St. John had first proposed the idea of a temporary site in August. At that time, it brought in a medical helicopter for a demonstration for Woods city officials. Concerned about the noise and disruption these flights could cause to residents, Woods officials asked for a second demonstration in October at which time several city employees were stationed throughout the surrounding neighborhood with decibel readers to measure the sound impact. At that time, few readings exceeded the 85 decibel limitation set by city ordinance.

It was the noise levels that brought several residents to the public hearing to complain about how it would impact their lives.

"I was home at the time of the flight, and it was very loud," resident Amy Wilcox told the council. "It shook the house. Can we call you when we're awakened in the middle of the night? Do any of the St. John people or you live where we live?"

Resident Steve Reid echoed Granger's concerns that without final approval of the permanent site by the city of Detroit this temporary site could become permanent.

"I'm actually a fence sitter on this," he told the council. "St. John is a large employer, but this could turn into a slippery slope if approval is not granted by Detroit."

St. John had originally indicated that the site would be handling only flights bringing stroke patients from the state's Thumb area, approximately 40 flights per year.

During further discussions, St. John acknowledged that the site might not be limited to those stroke flights alone, stressing that it would be impossible for an emergency room physician to turn away a patient who requires immediate treatment.

Several council members questioned the need for St. John to have a landing site, indicating that a number of hospitals in the area are currently equipped to handle incoming flights. St. John is already treating stroke patients brought in from the Thumb area, with those patients being flown by helicopter to Detroit's City Airport, then transported by ambulance to St. John.

It was that fact that Mayor Robert Novitke pointed out that St.

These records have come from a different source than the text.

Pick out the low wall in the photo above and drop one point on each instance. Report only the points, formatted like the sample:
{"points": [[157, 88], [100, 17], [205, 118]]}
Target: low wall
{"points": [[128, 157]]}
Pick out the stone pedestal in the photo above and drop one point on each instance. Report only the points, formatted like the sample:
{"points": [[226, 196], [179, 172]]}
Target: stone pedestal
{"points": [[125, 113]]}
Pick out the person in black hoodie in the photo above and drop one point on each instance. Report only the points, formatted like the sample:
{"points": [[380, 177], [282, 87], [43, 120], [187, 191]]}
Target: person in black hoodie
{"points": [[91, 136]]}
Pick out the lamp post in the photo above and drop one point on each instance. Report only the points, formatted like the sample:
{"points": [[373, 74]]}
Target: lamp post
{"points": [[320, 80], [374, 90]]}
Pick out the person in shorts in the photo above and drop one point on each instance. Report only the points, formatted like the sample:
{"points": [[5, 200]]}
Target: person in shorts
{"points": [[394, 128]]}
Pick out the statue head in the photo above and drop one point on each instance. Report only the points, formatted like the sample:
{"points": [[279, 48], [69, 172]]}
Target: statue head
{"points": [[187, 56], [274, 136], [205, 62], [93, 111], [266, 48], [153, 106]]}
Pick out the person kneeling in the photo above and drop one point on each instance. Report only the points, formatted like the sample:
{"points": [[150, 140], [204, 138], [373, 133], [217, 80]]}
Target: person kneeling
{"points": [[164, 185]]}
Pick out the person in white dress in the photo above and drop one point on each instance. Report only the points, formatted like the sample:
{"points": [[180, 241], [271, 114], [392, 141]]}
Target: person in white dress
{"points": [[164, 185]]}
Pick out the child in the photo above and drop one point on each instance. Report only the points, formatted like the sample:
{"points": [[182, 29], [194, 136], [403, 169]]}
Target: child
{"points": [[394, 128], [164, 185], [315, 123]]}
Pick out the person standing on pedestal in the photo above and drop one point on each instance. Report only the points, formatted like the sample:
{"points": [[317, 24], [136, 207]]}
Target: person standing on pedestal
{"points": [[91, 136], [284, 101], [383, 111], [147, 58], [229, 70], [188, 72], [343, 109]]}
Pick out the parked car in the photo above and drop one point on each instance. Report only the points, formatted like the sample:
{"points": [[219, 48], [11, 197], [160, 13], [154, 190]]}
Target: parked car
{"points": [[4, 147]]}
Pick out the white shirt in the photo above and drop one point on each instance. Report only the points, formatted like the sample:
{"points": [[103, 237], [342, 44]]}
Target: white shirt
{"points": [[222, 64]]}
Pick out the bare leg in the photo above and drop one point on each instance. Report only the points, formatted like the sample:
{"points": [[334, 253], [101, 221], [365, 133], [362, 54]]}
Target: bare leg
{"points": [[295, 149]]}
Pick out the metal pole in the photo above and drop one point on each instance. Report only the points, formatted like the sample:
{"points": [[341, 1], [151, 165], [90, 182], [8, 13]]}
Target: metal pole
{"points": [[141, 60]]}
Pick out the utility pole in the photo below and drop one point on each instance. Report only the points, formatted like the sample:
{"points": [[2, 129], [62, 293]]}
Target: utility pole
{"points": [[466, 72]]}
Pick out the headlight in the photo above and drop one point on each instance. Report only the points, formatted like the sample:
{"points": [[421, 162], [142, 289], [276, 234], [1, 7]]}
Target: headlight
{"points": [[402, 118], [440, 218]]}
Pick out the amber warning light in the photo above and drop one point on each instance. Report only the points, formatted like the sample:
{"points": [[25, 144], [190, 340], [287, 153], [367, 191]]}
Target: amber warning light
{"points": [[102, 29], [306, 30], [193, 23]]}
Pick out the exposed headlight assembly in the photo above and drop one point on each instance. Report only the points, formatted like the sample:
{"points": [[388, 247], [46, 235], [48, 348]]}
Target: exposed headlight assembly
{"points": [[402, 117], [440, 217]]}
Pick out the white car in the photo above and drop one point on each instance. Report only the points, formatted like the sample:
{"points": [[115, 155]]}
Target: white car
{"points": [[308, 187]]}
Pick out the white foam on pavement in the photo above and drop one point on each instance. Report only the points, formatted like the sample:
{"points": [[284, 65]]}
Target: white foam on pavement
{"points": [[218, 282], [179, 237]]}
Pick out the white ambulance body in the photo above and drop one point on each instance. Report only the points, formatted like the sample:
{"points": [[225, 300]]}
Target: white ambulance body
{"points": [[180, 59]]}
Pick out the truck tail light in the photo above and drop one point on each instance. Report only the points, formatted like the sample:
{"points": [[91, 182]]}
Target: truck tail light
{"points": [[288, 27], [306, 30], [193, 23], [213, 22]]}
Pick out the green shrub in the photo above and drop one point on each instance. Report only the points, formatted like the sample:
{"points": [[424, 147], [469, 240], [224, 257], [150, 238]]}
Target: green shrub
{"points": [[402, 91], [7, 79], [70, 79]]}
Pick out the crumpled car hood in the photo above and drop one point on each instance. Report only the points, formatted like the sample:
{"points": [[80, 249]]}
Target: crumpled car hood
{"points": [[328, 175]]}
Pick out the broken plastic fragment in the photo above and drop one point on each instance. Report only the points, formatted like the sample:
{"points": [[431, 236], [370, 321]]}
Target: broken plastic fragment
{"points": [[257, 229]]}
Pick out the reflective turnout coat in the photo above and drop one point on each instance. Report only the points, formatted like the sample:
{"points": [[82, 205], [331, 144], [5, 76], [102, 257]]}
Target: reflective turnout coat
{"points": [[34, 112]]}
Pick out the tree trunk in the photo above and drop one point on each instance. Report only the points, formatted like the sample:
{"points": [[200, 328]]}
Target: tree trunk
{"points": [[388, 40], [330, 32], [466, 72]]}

John could use as a fallback plan when facing the proposed six month time limit and a limit of 25 flights during that time period.

"If your project exceeds six months, it is possible for you to go back to the way you do it now, " he said. "Also, nothing would preclude you from coming back to the city for an extension."

Councilman Michael Koester questioned how much benefit Grosse Pointe Woods residents would receive from this project, pointing out the obvious, that Woods residents would not be the one using the helicopter service.

"You're asking residents to give up peace of mind," he told St. John officials, "but how exactly would that help Grosse Pointe Woods?"

St. John officials responded that without a helicopter landing facility, St. John could face losing its status as a designated trauma center, which would impact services it could provide to Grosse Pointe residents in need of immediate emergency services.

The Woods planning commission recommended approving the site for one year while limiting the number of flights to 40, but following several motions by council members that were not supported, a compromise of a six month time frame and 25 flights was approved, with council members Granger and Todd McConaghy casting no votes.

Approval from Grosse Pointe Woods for the temporary site was necessary because while most of the St. John complex is located within the city of Detroit, a portion of the north parking lot is actually located in Grosse Pointe Woods.